To assign our newly created profile, we use the inherit port-profile interface sub-command

interface eth101/1/1
  inherit port-profile MY-TEST-PROFILE

And that’s it! Very easy stuff here.

Now the best part comes days or months later when you need to modify the ports. You simply add the new command(s) to the profile, and all assigned interfaces automatically get the updated config.

Viewing interface and port profile configurations

The only thing to remember down the road is that now your interfaces won’t show the actual configuration. So your standard show interface only shows the inherit command:

interface Ethernet101/1/16
    inherit port-profile MY-TEST-PROFILE

There are two ways you can see the commands as applied to each interface. First, you can display the full interface config using the command show port-profile expand-interface name PROFILE_NAME

NX9K# sh port-profile expand-interface name MY-TEST-PROFILE

port-profile MY-TEST-PROFILE
  switchport mode trunk
  switchport trunk allowed vlan 10,20,30,40,50,100
  spanning-tree port type edge
  no shutdown

Or, you can use the command show run interface INTERFACE expand-port-profile

NX9K# sh run int eth101/1/16 expand-port-profile

interface Ethernet101/1/16
 switchport mode trunk
 switchport trunk allowed vlan 10,20,30,40,50,100
 spanning-tree port type edge
 no shutdown

The difference here is that the show port-profile expand-interface command will show you all interfaces with that profile assigned, where the show run interface is only displaying the single interface.


Another great feature of port-profiles is that they are inheritable. This allows you to modularize your configurations and reference them by profile name within other profiles. I came across a good example of this in a presentation from Cisco about using profile inheritance on the Nexus 1000V. In their example, they were applying the same switchport mode and vlan access settings but wanted to apply varying QoS policies. So in their example they had the following profiles:

port-profile WEB
 switchport mode access
 switchport access vlan 100
 no shut

port-profile WEB-GOLD
 inherit port-profile WEB
 service-policy output GOLD

port-profile WEB-SILVER
 inherit port-profile WEB
 service-policy ouput SILVER

interface Eth1/1
 inherit port-profile WEB-GOLD

interface Eth1/2
 inherit port-profile WEB-SILVER

The end result is that all assigned interfaces are configured as access ports in vlan 100, but the QoS policy differed. Only 4 levels of inheritance are supported, so don’t go too crazy here.

Things to remember

As you begin to work with profiles, there are some important things to remember as it relates to order of precedence in the commands that will take effect on the interface. Taken straight from the documentation:

The system applies the commands inherited by the interface or range of interfaces according to the following guidelines:

  • Commands that you enter under the interface mode take precedence over the port profile’s commands if there is a conflict. However, the port profile retains that command in the port profile.
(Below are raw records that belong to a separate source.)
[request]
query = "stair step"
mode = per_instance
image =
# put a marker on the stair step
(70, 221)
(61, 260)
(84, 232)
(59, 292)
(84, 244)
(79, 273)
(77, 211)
  • The port profile’s commands take precedence over the default commands on the interface, unless the port-profile command is explicitly overridden by the default command.

  • When a range of interfaces inherits a second port profile, the commands of the initial port profile override the commands of the second port profile if there is a conflict.
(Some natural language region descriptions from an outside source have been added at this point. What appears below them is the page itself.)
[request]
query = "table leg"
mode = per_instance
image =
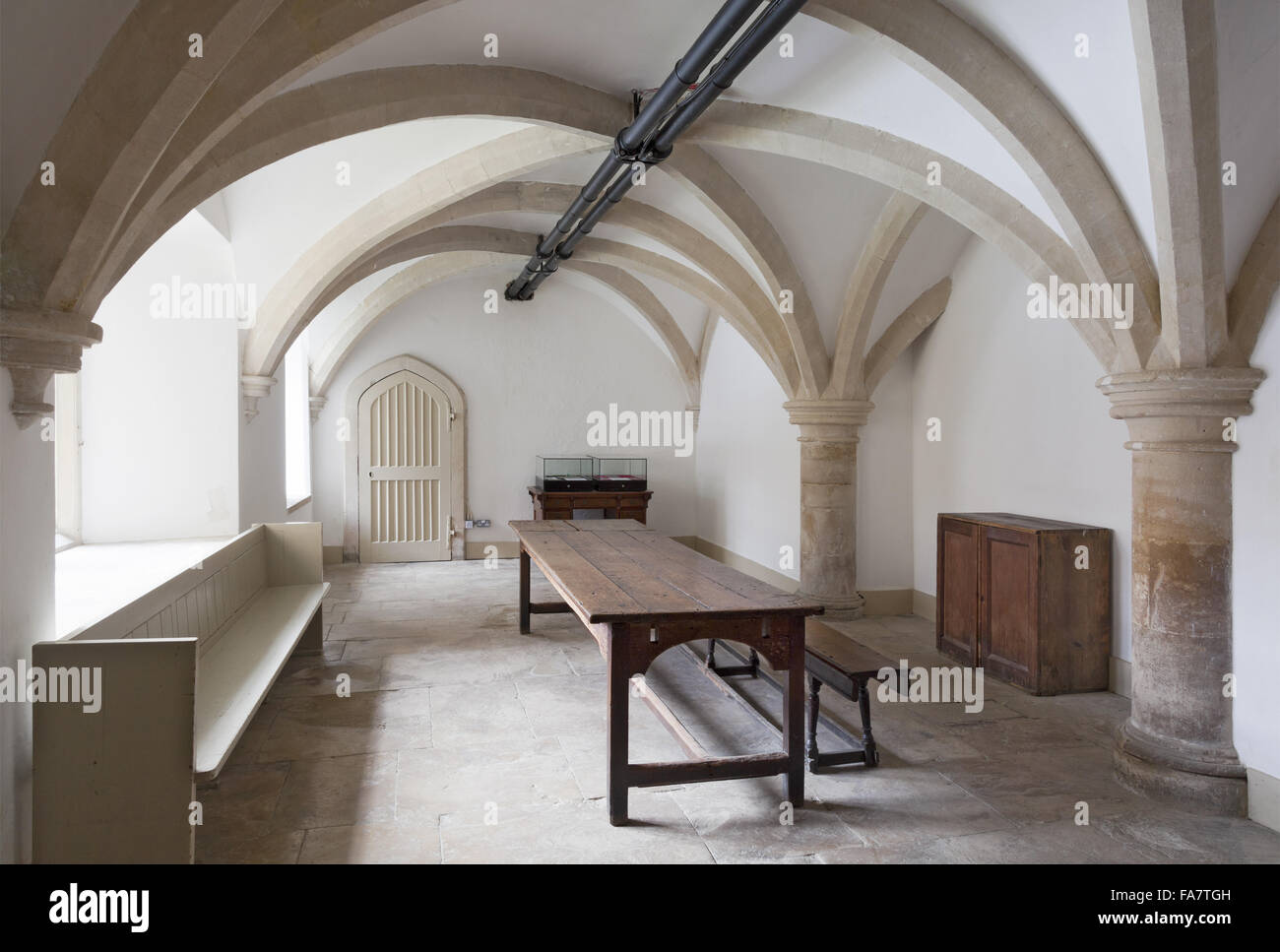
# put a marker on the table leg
(793, 708)
(524, 592)
(864, 708)
(618, 704)
(814, 709)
  • After you inherit a port profile onto an interface or range of interfaces, you can override individual configuration values by entering the new value at the interface configuration level. If you remove the individual configuration values at the interface configuration level, the interface uses the values in the port profile again.

  • There are no default configurations associated with a port profile.

One other important detail from the documentation states that checkpoints are created anytime you enable, modify, or inherit a profile, this way the system can roll back to a good configuration in case of any errors. A profile will never be partially applied — if there are errors, the config is backed out.

So go out and make your life easier — try out port profiles today!